Cela se rencontre avec l’année 2012.
La célèbre prophétie Maya qui situe la fin du monde en 2012, popularisée par José Argüelles (Le facteur maya, 1987) et quelques autres, est donc devenue un rayon de librairie à part entière (ci-dessus, le rayon en question dans une grande surface Cultura), situé entre les ouvrages de « développement personnel » et ceux qui veulent nous convaincre de l’existence des anges gardiens (sans vraiment expliquer les défaillances de ces derniers dans certains milieux sociaux, pays, ou dans certaines situations politiques précises).

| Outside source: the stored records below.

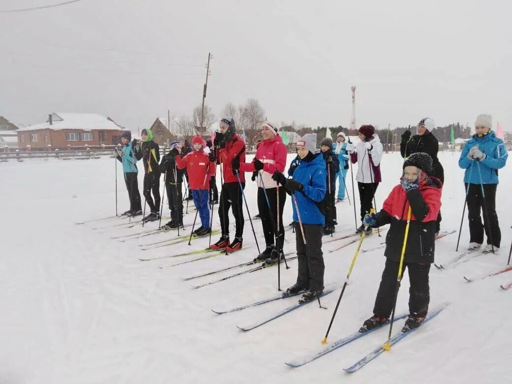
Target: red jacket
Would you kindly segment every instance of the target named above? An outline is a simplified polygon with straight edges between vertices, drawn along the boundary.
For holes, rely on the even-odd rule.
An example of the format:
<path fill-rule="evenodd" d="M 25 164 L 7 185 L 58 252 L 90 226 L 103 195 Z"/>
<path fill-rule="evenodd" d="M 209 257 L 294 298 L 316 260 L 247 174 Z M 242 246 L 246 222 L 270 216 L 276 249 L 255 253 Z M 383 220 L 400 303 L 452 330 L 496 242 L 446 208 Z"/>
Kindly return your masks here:
<path fill-rule="evenodd" d="M 245 143 L 238 135 L 233 135 L 231 141 L 226 143 L 226 147 L 221 148 L 219 151 L 219 161 L 222 164 L 222 175 L 225 183 L 238 182 L 231 165 L 231 161 L 238 156 L 240 157 L 241 164 L 245 162 Z M 240 175 L 240 182 L 245 182 L 244 173 L 241 172 Z"/>
<path fill-rule="evenodd" d="M 215 172 L 215 163 L 210 161 L 209 157 L 203 150 L 194 151 L 187 154 L 184 157 L 176 156 L 176 166 L 179 169 L 187 168 L 188 181 L 190 189 L 209 189 L 209 178 L 205 177 L 214 175 Z"/>
<path fill-rule="evenodd" d="M 240 163 L 241 172 L 254 172 L 254 160 L 258 159 L 263 163 L 263 169 L 262 170 L 262 176 L 263 178 L 263 183 L 262 184 L 260 175 L 258 175 L 258 186 L 259 187 L 275 188 L 277 184 L 272 180 L 272 175 L 274 172 L 279 170 L 283 173 L 286 165 L 286 155 L 288 151 L 286 146 L 283 143 L 281 136 L 276 135 L 270 140 L 265 140 L 259 143 L 257 146 L 256 155 L 252 163 Z"/>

Je suppose que ce rayon 2012 va être amené à augmenter en volume au cours de l’année.
On y trouve de tout : du martien, de l’accident cosmologique, des chutes de météorites, des collisions avec des planètes cachées, le retour du Christ, et que sais-je encore. C’est la particularité de cette fin du monde-là, à mon avis : l’instant fait consensus et tout un secteur de l’édition s’y est opportunément engagée, mais les modalités de ce qui est censé arriver diffèrent beaucoup d’un auteur à l’autre.
On commence à voir fleurir des ouvrages plus critiques : Alain Cirou (Ciel et Espace) nous dit que « la fin du monde n’aura pas lieu » et Pascal Bruckner s’insurge des menaces de désastre qui sont brandies par les écologistes dans le but de sensibiliser au tri sélectif ou aux énergies propres (curieux d’en connaître l’argumentation, j’ai acheté ce livre mais pas encore lu).
On remarque que le livre d’Alain Cirou nous rassure par son titre tout en appâtant le chaland par une couverture cataclysmique : la fin du monde n’aura pas lieu, mais cette nouvelle rassurante est moins vendeuse, moins apte à faire ressentir un petit frisson au lecteur, que la promesse visuelle du désastre.
Pas étonnant que la fiction — la science-fiction — exploite ce thème aussi.
On trouve en ce moment des dizaines de livres différents sur le thème, avec une nette prédilection, me semble-t-il, pour les histoires de zombies.
Je n’ai repéré qu’un seul « beau livre » pour l’instant, Le dernier jours des dinosaures, par Igor et Grichka Bogdanov (et, surtout, même si son nom est écrit en petit, par l’illustrateur Laurent Charlatte), qui présente des fins du monde passées, en recourant à des scènes à l’esthétique spectaculaire où les évènements surviennent de manière brutale et cinématographique. Le propos du livre est, me semble-t-il, de dire que si cela a déjà eu lieu, alors cela arrivera à nouveau, notre monde connaîtra des désastres identiques dans le futur. Nous sommes donc toujours dans le sujet.